Именно в этот миг настигло Елену странное чувство отстраненности от всех проблем. Все как бы не имело значения, что было полной дурью, полнейшей! Как могли не иметь значения все эти проблемы с отвезти-привезти в ее случае, если частника-водилу ей просто не осилить? Тем не менее побуждаемые поверхностным, бытовым сознанием мысли глубоко не проникли — скользнули и ушли. Она сказала матери, что надо ложиться в больницу. Мария Петровна даже обрадовалась, что Елена будет под приглядом. У нее сидела внутри осторожная дрожь от рассказанного Натальей сна.
И конечно, она тоже сразу подумала о машине, которую надо найти.
— Уточни время, и я заеду за тобой на машине.
— С машиной сложно, — ответила Елена. — Гололед.
Ездят одни крутые.
— Уточни время, — повторила Мария Петровна.
После нескольких звонков знакомым омашиненным подругам, услышав самые искренние и самые соболезнующие отказы, Мария Петровна взяла себя в рот и с чувством выплюнула. Была противна эта жалкость просьб, была противна собственная неустроенность: что же это, я дочь до больницы довезти не могу? Что же я такая косоруко-косолапо-из-уха-серо-текущая?
У Марии Петровны пальцы не тряслись, когда она звонила Кулачеву. Они были деревянными и не гнулись.
Он примчался в тот же вечер, и она, пока возилась с замками, просто упустила момент, когда он ее обнял.
Щелк-прощелк деревянными пальцами, и уже вся в руках, обхвачена и захвачена.
Она уткнулась ему в грудь, услышала тарабах его сердца, даже как бы уловила синкопы, по-медицински они называются тоже красиво — экстрасистолы. «Господи! Как хорошо! — подумала она, вдыхая запах его одеколона, тела, чувствуя, как в нежности его рук окостеневшие ее пальцы становятся гибкими и способными ощутить под рубашкой майку, угадать под ней бугор его плеча, а скользнув вниз, вникнуть в теплую подмышку, такое удивительное, сладкое возвращение в свои пределы, домой. — Господи! Как хорошо!»
Кулачев замер, держа ее в руках, боясь спугнуть счастье. С этой женщины станется — вырвется, вытолкнет.
Но ведь ему такая и нужна — своя-несвоя, награда, которая уходит сама, когда захочет…
— Ну что же ты со мной делаешь? — тихо сказал Кулачев в ее макушку. Седой круг ее волос нахально захватывал пространство головы, а он знал, как она к этому относится — к собственным заброшенным угодьям. Плохо относится. И до сих пор следила.
— Потому что сверху это выглядит лысиной! — так она ему объясняла летом, когда он предложил ей не красить волосы.
Сейчас в этой забытой седой тонзуре скрывалось признание страданий Маруси, ее смятения перед всем случившимся.
— Что же ты, дурочка, делаешь с нами? — спросил он тонзуру. — Кому же от этого лучше?
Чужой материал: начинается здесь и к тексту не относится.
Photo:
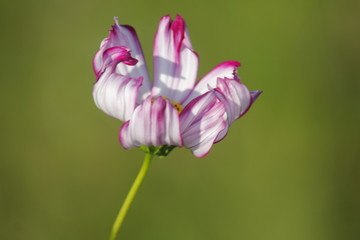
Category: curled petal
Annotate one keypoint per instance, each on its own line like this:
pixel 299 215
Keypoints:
pixel 254 95
pixel 114 55
pixel 201 121
pixel 175 62
pixel 124 36
pixel 237 100
pixel 154 123
pixel 116 95
pixel 236 97
pixel 223 70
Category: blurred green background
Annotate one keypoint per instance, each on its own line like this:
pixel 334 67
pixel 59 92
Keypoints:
pixel 288 170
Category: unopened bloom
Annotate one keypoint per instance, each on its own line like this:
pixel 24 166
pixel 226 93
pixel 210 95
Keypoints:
pixel 174 110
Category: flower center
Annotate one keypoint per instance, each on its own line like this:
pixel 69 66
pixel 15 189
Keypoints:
pixel 175 104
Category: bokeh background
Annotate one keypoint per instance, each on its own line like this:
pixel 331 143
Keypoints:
pixel 289 169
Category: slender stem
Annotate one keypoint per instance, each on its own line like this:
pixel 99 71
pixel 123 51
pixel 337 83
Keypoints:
pixel 130 197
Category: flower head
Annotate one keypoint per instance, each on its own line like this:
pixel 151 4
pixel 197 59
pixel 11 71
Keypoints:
pixel 174 110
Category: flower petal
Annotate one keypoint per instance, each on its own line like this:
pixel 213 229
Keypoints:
pixel 237 100
pixel 223 70
pixel 154 123
pixel 175 62
pixel 201 121
pixel 125 36
pixel 113 93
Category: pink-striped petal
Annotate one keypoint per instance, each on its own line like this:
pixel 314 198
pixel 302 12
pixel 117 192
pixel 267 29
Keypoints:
pixel 114 93
pixel 237 100
pixel 175 62
pixel 201 121
pixel 153 123
pixel 125 36
pixel 223 70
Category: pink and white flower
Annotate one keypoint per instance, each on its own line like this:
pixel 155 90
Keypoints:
pixel 174 110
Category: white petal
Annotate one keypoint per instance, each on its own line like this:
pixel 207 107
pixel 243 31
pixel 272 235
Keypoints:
pixel 154 123
pixel 175 62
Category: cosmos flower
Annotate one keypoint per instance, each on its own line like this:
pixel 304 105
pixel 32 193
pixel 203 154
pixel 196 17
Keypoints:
pixel 174 109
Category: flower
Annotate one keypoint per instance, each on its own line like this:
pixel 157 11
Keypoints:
pixel 174 110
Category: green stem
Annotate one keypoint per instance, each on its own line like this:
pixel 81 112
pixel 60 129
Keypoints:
pixel 130 197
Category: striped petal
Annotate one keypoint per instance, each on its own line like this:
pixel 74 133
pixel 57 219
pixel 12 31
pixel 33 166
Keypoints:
pixel 114 93
pixel 154 123
pixel 237 100
pixel 175 62
pixel 223 70
pixel 125 36
pixel 201 121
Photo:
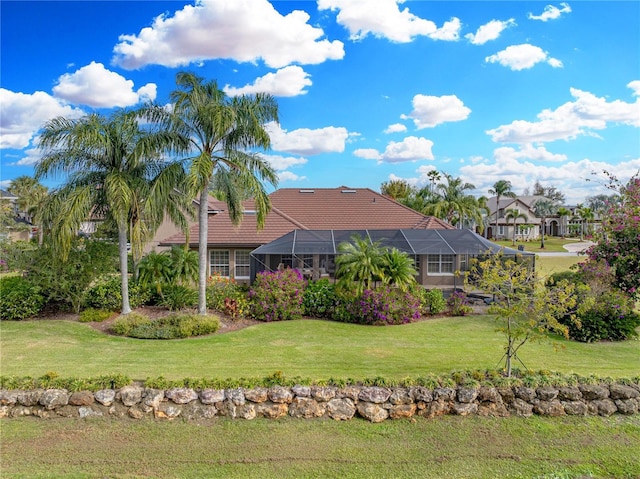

Живу в пустой квартире один, как идиот… гнию… Пью водку…
— Не ври, — сказала Мария Петровна.
— Не вру, — ответил он. — Иначе не могу уснуть…
— Ну… не знаю, — сказала она, выходя из рук. — Она скоро рожает… Ее кладут на сохранение, я все придумала, как будет потом.
Она рассказывала ему подробно, даже излишне. В этой излишности и было самое главное — ее неуверенность, что проект будет принят. И она толклась на частностях, мелочах, доказывала — себе? Елене? — как оно хорошо придумано! Она даже употребила чужое ей слово «клево», что доказывало: Маруся видит перед собой и Алку как возможного оппонента.
— Сядь, — сказал он. — Проект хорош за неимением лучшего. А лучший есть. Никто никого не трогает, и все остаются на местах. Я переезжаю к тебе, а мою новую квартиру оставим Алке, когда ей понадобится.
Мария Петровна испытала почти ненормальное счастье. Как было хорошо! Но, уловив именно ненормальность, решила тут же придавить и счастье.
— Не будем возвращаться к теме, — сказала она не своим голосом.
— Будем! — сказал Кулачев; — Я переезжаю к тебе сегодня.
У нее кончились силы борьбы. Она сидела, опустив руки, немолодая, седая, удрученная женщина… По улице, подметая грязный тротуар дорогими мехами, ходили длинноногие красотки этого времени. Кулачев любил на них смотреть, на их лихость и пренебрежение к цене вещей и самой жизни, на их упоение этим секундным счастьем владеть мехами, машинами, мужчинами… Они выбрали счастье момента и кайфовали вовсю. Он восхищался их свободой от всего — и от ненужного в равной степени, как и от нужного. Это была новая порода женщин. Секретарши, парикмахерши, студентки, медсестры чувствовали себя вправе иметь счастье сразу. "Ах, мои лапушки, — думал о них Кулачев, — как же я вас люблю!